Dissolve the yeast at 37°C, no hotter
Yeast activates best at 37°C. Higher temperatures weaken the yeast culture or kill it. The Thermomix® holds the temperature constant at speed 1, the water circulates gently and the yeast dissolves evenly.
The salt goes in at step 1 already, even though many bread recipes recommend adding the salt after the yeast. With a proving time of only 1 hour and direct kneading this makes no difference. The amount of yeast is high enough.

Kneading mode for 3 minutes without a break
Bread dough needs intensive kneading so the gluten can develop. The kneading mode of the Thermomix® works slowly with high force. 3 minutes is enough to form a stable gluten network. The dough becomes smooth and elastic and no longer sticks to your fingers.
If you knead by hand you need at least 10 minutes. The dough must be able to come away from the board without tearing. That is the test for a properly developed gluten network.
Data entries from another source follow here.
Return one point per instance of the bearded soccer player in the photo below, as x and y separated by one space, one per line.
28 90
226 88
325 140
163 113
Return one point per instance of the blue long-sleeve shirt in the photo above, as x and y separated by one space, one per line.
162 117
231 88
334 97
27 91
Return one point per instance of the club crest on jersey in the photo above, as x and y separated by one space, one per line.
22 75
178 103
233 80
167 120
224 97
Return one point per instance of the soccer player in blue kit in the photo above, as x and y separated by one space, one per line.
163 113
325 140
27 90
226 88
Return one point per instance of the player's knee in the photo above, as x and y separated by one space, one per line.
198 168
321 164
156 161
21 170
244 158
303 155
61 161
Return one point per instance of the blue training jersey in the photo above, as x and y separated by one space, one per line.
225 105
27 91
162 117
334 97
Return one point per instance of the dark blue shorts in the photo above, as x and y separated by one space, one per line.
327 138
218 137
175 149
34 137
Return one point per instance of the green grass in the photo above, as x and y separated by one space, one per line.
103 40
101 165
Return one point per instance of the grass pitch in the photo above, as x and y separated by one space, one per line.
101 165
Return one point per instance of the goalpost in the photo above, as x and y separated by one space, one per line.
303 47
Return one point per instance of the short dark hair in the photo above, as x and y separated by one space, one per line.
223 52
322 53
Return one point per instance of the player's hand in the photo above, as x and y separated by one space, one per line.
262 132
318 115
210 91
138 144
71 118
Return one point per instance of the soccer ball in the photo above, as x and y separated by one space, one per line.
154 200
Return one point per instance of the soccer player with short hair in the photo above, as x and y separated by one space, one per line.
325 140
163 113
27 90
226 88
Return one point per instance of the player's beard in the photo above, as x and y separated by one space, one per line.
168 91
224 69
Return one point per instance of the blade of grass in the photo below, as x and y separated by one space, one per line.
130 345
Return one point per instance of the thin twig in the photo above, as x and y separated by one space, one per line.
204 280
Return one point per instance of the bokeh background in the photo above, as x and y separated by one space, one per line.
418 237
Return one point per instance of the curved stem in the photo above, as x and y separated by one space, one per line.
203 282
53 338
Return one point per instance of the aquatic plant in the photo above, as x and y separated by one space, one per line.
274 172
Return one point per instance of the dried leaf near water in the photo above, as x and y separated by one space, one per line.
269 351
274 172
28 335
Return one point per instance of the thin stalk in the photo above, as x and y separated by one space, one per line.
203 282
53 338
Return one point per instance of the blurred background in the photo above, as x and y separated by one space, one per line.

10 folds shape the surface
After proving the dough is soft and sticky. Folding creates surface tension. You stretch the dough out, fold it to the centre, turn it 90 degrees and repeat. After 10 repetitions the dough has a smooth, taut surface.
This tension ensures the bread rises upward in the oven rather than spreading outward. Without folding the dough spreads flat in the casserole dish.

Scoring guides the split
The cut in the dough is not decoration. It gives the steam inside a defined weak point. Without a cut the crust splits at uncontrolled spots, usually on the side rather than the top. With a cut the bread opens cleanly and the crumb can develop evenly.
You need a sharp knife or a razor blade. The cut must be about 1 cm deep and drawn in one swift movement. Slow sawing sticks the dough back together.
A cold oven is essential
The bread goes into the cold oven with the casserole dish closed. As the oven heats up the dough rises one final time. This last proving phase inside the casserole dish gives the bread its volume.
If you preheat the oven and place the bread in a hot oven the crust forms too quickly. The dough can no longer rise and the bread stays flat and dense.

1 hour baking time at 240°C
240°C top and bottom heat is needed for the crust to turn dark and crispy. The casserole dish stores the heat and distributes it evenly. The bread bakes from all sides at once.
After 1 hour the bread is done. You can tell by the hollow sound when you tap the bottom. If it sounds dull it needs another 5 to 10 minutes.
Add-ins go in at step 2 only
If you want to add olives, sun-dried tomatoes, garlic or walnuts, add them together with the flour in step 2, after dissolving the yeast. The kneading mode will distribute them evenly through the dough.
Cut olives into smaller pieces first, otherwise large chunks stay in the dough and the bread tears when sliced. Sun-dried tomatoes must be dry, not packed in oil. Oil makes the dough too soft.
Leave the bread to cool before slicing
The bread needs to cool on a rack for at least 30 minutes after baking. The crumb sets during this time. If you cut too early you crush the inside and the bread turns gummy.
The bread keeps for 3 to 4 days in a bread box or wrapped in a linen cloth. The fridge dries it out. Freezing works well. Sliced, you can toast individual slices straight from frozen.
How other approaches differ
Goes well with: butter and cheese.
Many classic French recipes use a much higher hydration of 65 to 75 percent and a long overnight prove in the fridge. We deliberately stay with a firmer dough because it is fully worked through by the Thermomix® in three minutes on kneading mode and home bakers do not need a proofing container. Classic pain-en-cocotte recipes often start at 230°C, 30 minutes with the lid on for the steam effect, then remove the lid for a final browning phase. Our cold-oven method produces the same steam without having to lift a hot casserole dish out of the oven mid-bake. For more flavour, replace 50 g of flour with wholemeal or add seeds.